Anderson's other notable cases include:
- John Doe, a.k.a. James and John Howard v. Catholic Bishop of Stockton. In 1998, a jury awarded $24 million in punitive damages and $6 million in compensatory damages to John and James Howard, who were abused by Fr. Oliver O'Grady. A letter written by O'Grady in which he admitted to abusing children proved that the Los Angeles Cardinal Archbishop Roger Mahony and other Archdiocesan officials were aware of O’Grady's crimes. At the time, it was the largest verdict against the Catholic Church in California.
- Bill Weis v. Diocese of Duluth. In November 2015, a Ramsey County jury awarded Bill Weis a $4.9 million verdict. Documents showed the Diocese of Duluth knew about childhood sexual abuse claims against Fr. J. Vincent Fitzgerald and allowed him to continue working with children. The Diocese of Duluth filed for bankruptcy after the verdict.
- Laura Stearns v. The Children’s Theatre Company and Jason McLean. Laura Stearns filed a claim against the Children's Theatre Company for sexual abuse she endured as a child by former teacher Jason McLean. McLean was accused of childhood sex abuse by Stearns and several other former theatre students. The jury found the Children's Theatre Company negligent but not liable and decided it should be McLean who pays for the damage caused to Stearns.
- Gregory Riedle, et al. v.

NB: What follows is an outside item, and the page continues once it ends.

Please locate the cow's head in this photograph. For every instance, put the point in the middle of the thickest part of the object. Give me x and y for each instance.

The Diocese of Winona, The Archdiocese of Saint Paul and Minneapolis, St. Thomas Aquinas in St. Paul Park, and Thomas Adamson. Filed in 1984, the case was the first lawsuit of childhood sexual abuse against a Catholic diocese. Gregory Riedle was abused for approximately two years by Fr. Thomas Adamson while serving as an altar boy at St. Thomas Aquinas Catholic Church of St. Paul Park. The case became public in 1987 and was eventually settled out of court.
- Thomas Mrozka v. The Archdiocese of Saint Paul and Minneapolis, et al. The case also involved childhood sexual abuse perpetrated by Fr. Thomas Adamson. A jury awarded the survivor, Thomas Mrozka, $855,000 in compensation and $2.7 million in punitive damages. A trial court later reduced the punitive damages.
- Darryl Bassile v. Covenant House, et al. Darryl Bassile says he was sexually assaulted numerous times between 1973 and 1974 by Covenant House founder Fr. Bruce Ritter. The case was dismissed in 1993 because of the statute of limitations.
- Tietge v. Western Province of the Servítes, Inc. In 1997, a California appeals court partially reversed a trial court ruling that dismissed Michael Tietge's sexual abuse claim by Br. Gregory Atherton because of the statute of limitations. Due to a change in law that extended the statute of limitations, Tietge had the opportunity to pursue a case against Atherton, but not the religious order.

== Public image ==
Critics have called Anderson a headline chaser and a self-promoter. He has been accused of baiting the media with the heartbreaking stories of his clients. Some in the legal community refer to his role as co-counsel in so many abuse cases around the country as "the Jeff Anderson franchise system."

"Rather than settle out of court and seal the record, Jeff has learned the church is impervious to all but the most intense pressure," wrote Anson D. Shupe, a sociologist at Indiana University-Purdue University, author of the book Rogue Clerics: The Social Problem of Clergy Deviance. Matt Carroll of The Boston Globe described Anderson as "one of the foremost attorneys in this area."

In 2002, the Washington Post wrote that Anderson himself estimated that his firm was responsible for total recoveries that amounted in excess of $60 million.

==Controversy==

===Boy Scouts' "perversion files"===
In 2012, Jeff Anderson & Associates uncovered a trove of the Boy Scouts' "perversion files." A lawsuit that year had prompted the Boy Scouts to release the confidential files of over 1,200 known or suspected child abusers. The files dated back to 1944 and contained the names of 12,254 survivors of childhood sex abuse and identified nearly 8,000 perpetrators believed to have sexually abused children. The company attempted to make the files public, but were forced to return the copies they had obtained after a court sided with the Boy Scouts of America in 2019.